I also suppose that rather than pre-emptively stopping people, it would be fine to let it be a validation rule too.

I've just finished working through a batch of bugs of this form in SynBioDex/SBOL-utilities#49

Sorry to be dense. I still don't see what the problem is. Does pySBOL3 mishandle namespaces that end with a slash? If so, we should definitely fix that. pySBOL3 should always be using posixpath.join for assembling namespaces with other strings, as when an identity is constructed.

I see that validation rule sbol3-10102 (page 66) states:

A TopLevel URL MUST use the following pattern: [namespace]/[local]/[displayId], where namespace and displayId are required fragments, and the local fragment is an optional relative path.
Reference: Section5.1 on page 12

If this rule is taken literally, I can see your point that if the namespace ends with a / then the identity would have a double-slash. On the other hand, if we follow the spirit of this rule I feel like a namespace ending in a / is ok. This is a topic we should open up to more people before implementing a validation rule for namespaces ending in a slash.

I definitely want to pragmatically avoid the question as much as possible via path-style constructions.

It is also the case, that, to the best of my understanding, posix path construction explicitly declares multiple slashes as equivalent single slashes, while for URIs that is not the case, so we are operating in a framework that is less permissive than with paths. For paths Desktop//tmp = Desktop/tmp = Desktop/tmp/, but for URIs, these are not equal.

I think namespaces should end in a delimiter ('/', '#', or ':'). In SBOL2, all namespaces do end in a delimiter from this set. I think it is important to end with a delimiter, since there is a choice of three.

@cjmyers I think you might be talking about the serialization, rather than the data model, since SBOL2 does not have a namespace property.

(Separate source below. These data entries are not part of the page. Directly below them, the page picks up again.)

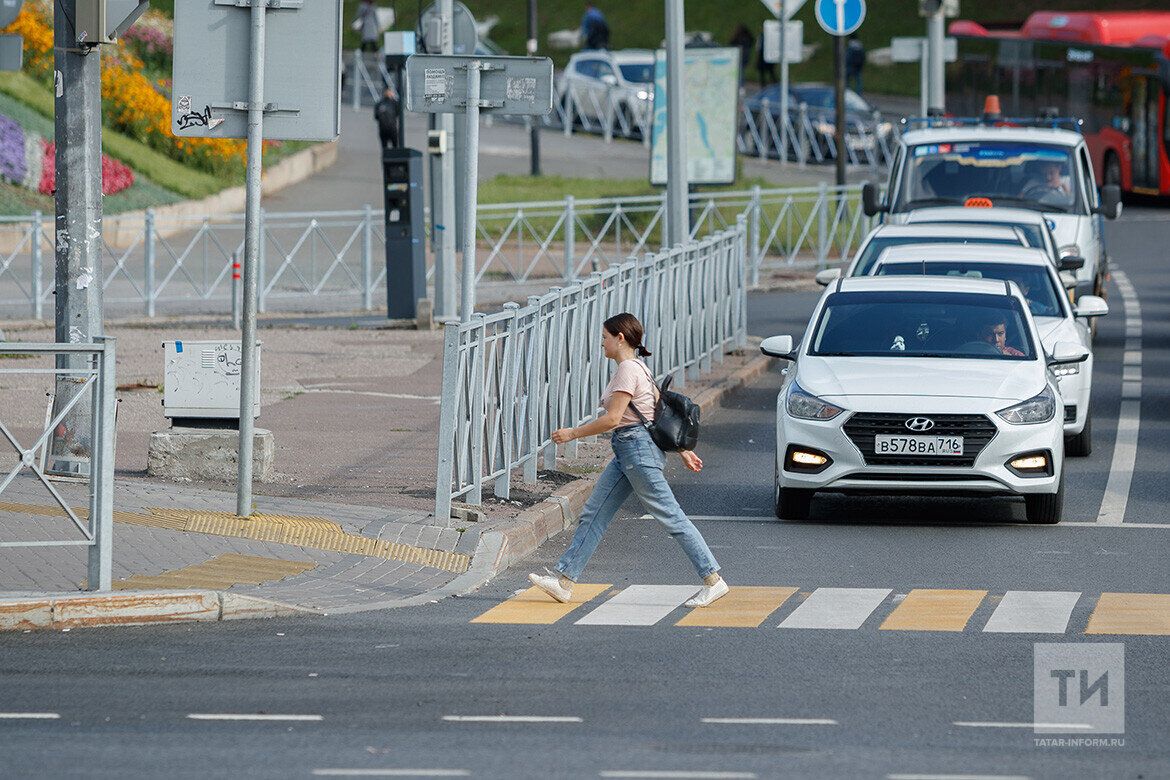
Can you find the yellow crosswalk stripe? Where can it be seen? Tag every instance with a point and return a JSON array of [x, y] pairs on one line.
[[1130, 613], [742, 607], [535, 607], [927, 609]]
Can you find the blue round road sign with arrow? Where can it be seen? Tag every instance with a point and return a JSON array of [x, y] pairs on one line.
[[840, 16]]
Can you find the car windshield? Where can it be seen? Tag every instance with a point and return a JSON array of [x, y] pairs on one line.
[[1033, 281], [990, 173], [872, 250], [638, 73], [821, 97], [1032, 233], [901, 324]]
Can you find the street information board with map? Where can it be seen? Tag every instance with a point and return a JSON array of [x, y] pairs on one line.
[[711, 84]]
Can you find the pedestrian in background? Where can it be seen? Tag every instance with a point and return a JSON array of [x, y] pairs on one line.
[[854, 61], [366, 23], [637, 468], [743, 40], [385, 114], [594, 29], [766, 69]]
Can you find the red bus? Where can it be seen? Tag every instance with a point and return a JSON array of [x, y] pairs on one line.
[[1110, 69]]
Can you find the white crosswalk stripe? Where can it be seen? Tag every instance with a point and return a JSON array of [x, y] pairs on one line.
[[640, 605], [841, 608], [1033, 612]]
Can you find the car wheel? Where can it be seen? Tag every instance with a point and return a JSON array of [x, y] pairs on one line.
[[1081, 444], [1045, 509]]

I do not believe that the SBOL3 specification, as written, currently allows for anything except for '/' as a delimiter separating the namespace from the rest of a URL. For URIs other than URLs, a delimiter does not apply at all, of course.

Yes, I understand this is for the namespace property. I'm not sure why we would disallow # and : as delimiters for namespaces, since they are commonly used.

Can you please point me to an example? I haven't previously seen one as an actual identity URI, as opposed to in a serialization prefixing.

In compliant URIs in SBOL2, this was not allowed. So, there are likely not many examples in the wild, except maybe SBOL1 non-compliant URIs. The question is whether or not we want to allow these delimiters in SBOL3 or not.

They would still be allowed in an SBOL3 URI, just not as the delimiter that separates a namespace from the rest of the URI.

Closing this as resolved by using URI equality rather than string equality.